Staring at something that shouldn’t be there right in front of you in the sky is rather disturbing. I would not believe it if I hadn’t seen it. Whatever was causing that trail certainly looked as if it was being sprayed over downtown, and being turned on and off as the plane flew over.
I don’t have any other explanation. I’m not saying what it was (because I don’t know), but it was the first time that I considered the possibility that those chemtrail kooks might be onto something.
I don’t get it. Of course “They” spray stuff. There’s a reason I’ve never gotten a mosquito bite within the city limits, and it ain’t for want of standing water for breeding grounds. “They” will even tell you when they’re spraying, if you call and ask, but “they” don’t publicize the program much. Where’s the conspiracy?

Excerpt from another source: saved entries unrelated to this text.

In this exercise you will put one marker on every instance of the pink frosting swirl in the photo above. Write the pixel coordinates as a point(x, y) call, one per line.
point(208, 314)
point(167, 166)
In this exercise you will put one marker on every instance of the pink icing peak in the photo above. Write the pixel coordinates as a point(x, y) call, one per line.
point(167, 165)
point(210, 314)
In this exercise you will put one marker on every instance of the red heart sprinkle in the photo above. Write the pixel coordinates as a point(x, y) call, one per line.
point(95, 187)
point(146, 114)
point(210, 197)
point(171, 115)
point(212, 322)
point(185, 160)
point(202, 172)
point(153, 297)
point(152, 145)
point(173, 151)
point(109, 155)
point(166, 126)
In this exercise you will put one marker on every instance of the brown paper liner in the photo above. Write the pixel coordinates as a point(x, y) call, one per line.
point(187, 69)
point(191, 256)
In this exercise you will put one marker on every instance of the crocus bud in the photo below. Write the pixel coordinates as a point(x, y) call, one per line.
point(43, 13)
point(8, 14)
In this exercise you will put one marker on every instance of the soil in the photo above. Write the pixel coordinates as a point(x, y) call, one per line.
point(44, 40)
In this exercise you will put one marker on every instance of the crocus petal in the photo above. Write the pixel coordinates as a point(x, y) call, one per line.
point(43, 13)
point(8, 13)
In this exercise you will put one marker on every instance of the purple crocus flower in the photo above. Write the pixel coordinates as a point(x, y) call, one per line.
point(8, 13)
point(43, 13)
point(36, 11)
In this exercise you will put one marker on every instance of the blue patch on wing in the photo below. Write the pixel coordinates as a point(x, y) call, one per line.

As for the quality of the shows on TLC/Discovery/History, I suppose we all have our moment when we snap and go, “WTF?” Mine was with their recent show on Freemasonry, where they spent an hour and thirty minutes telling us all the conspiracies that “some say” the Freemasons are part of, and the last 30 minutes saying, “but they’re not”. At no time was anything approaching evidence presented to support either stance. Ridiculous pseudo-reporting. My husband was hoping to have something usable from it for his class on occultism, but we both agreed the only thing it’d be useful for was a journalism class - as an example of what *not *to do if you want to be taken seriously as a journalist.

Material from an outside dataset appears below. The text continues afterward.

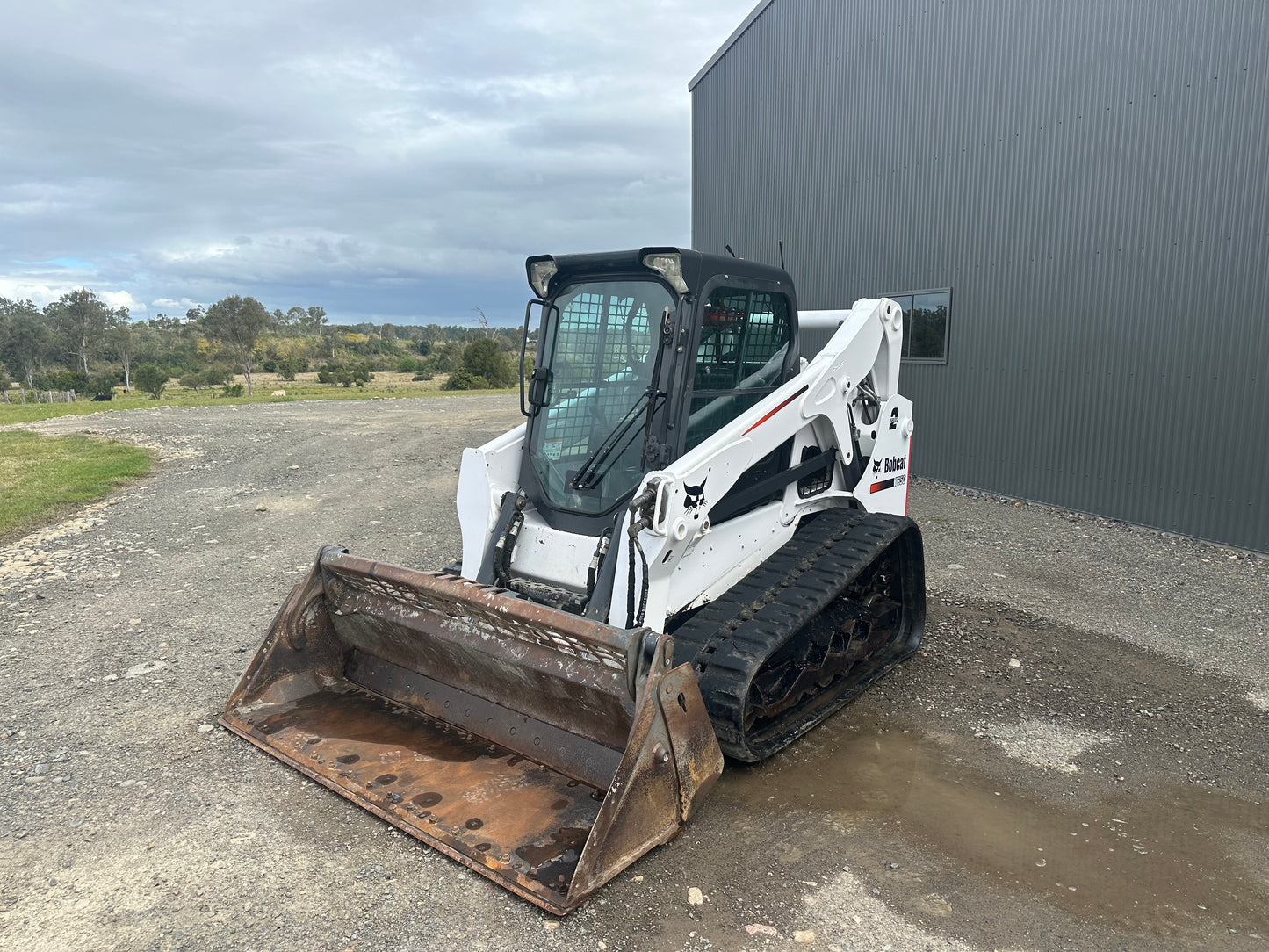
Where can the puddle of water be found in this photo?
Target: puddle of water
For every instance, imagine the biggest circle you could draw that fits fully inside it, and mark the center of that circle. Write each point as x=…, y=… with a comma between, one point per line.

Just get yourself some orgone generators and you’ll be fine.
This is disappointing news. On the show last week they went after the claim that John Wayne died because he got cancer from radioactive fallout from nuclear tests in the soil on the set of one of his movies. They tested props from the movie and soil samples for radioactivity and any elements with a long enough half life to still be detectable. They found that there was no radiation and no isotope traces, so they concluded that it was just a myth and that the Duke probably got cancer from the 3-4 packs of cigarettes he smoked every day.
I was impressed because they took down a conspiracy theory, not to mention the fact that they ran with an episode that didn’t find anything. I get the impression that these uncovering-the-truth-style shows always make some dire speculation about something there that we couldn’t see?! to expertly undermine anything worthwhile they’d done in an episode, but that didn’t happen here.
Are you sure they didn’t dismiss the conspiracy nuts? There was a show they had on around 6:00cst a few months back where the narrator openly ridiculed UFO conspiracists and such. Seems weird that they’d be inconsistent like tha–oh wait. Nevermind :rolleyes:
The Master spoke about this one 23 years ago, and although he didn’t come out and say that Wayne died because of the exposure, he suggests that others on the set of The Conqueror (1955) may have. Of course, Cecil didn’t have the opportunity to test the props.
But then again, the show’s asserting that because the props and soil aren’t still radioactive therefore radioactivity didn’t cause Wayne’s death might be a bit of a stretch. I’m no nuclear scientist, nor did I see the show, but I’m skeptical that that conclusion can be drawn from that evidence.
(BTW, appropriate that you should bring this up, Khan!)
In terms of conspiracy theories, that sounds like the Aurora, the supposed next-generation spyplane that supposedly uses pulsed detonations for propulsion, although Aurora is supposed to fly at very high altitudes.
IMO one of their best shows is It takes a Thief.
- I’ve learned to keep stuff locked up.
- I’ve also learned that a lot of people aren’t to privy to securing their home, or caring about it either.
It’s not The Learning Channel; it’s TLC. Discovery dropped “The Learning Channel” in favor of TLC in 1998.
The only reason that the chem-trails people get any play is because the idea isn’t that far fetched. They released Zinc cadmium sulfide in cities before.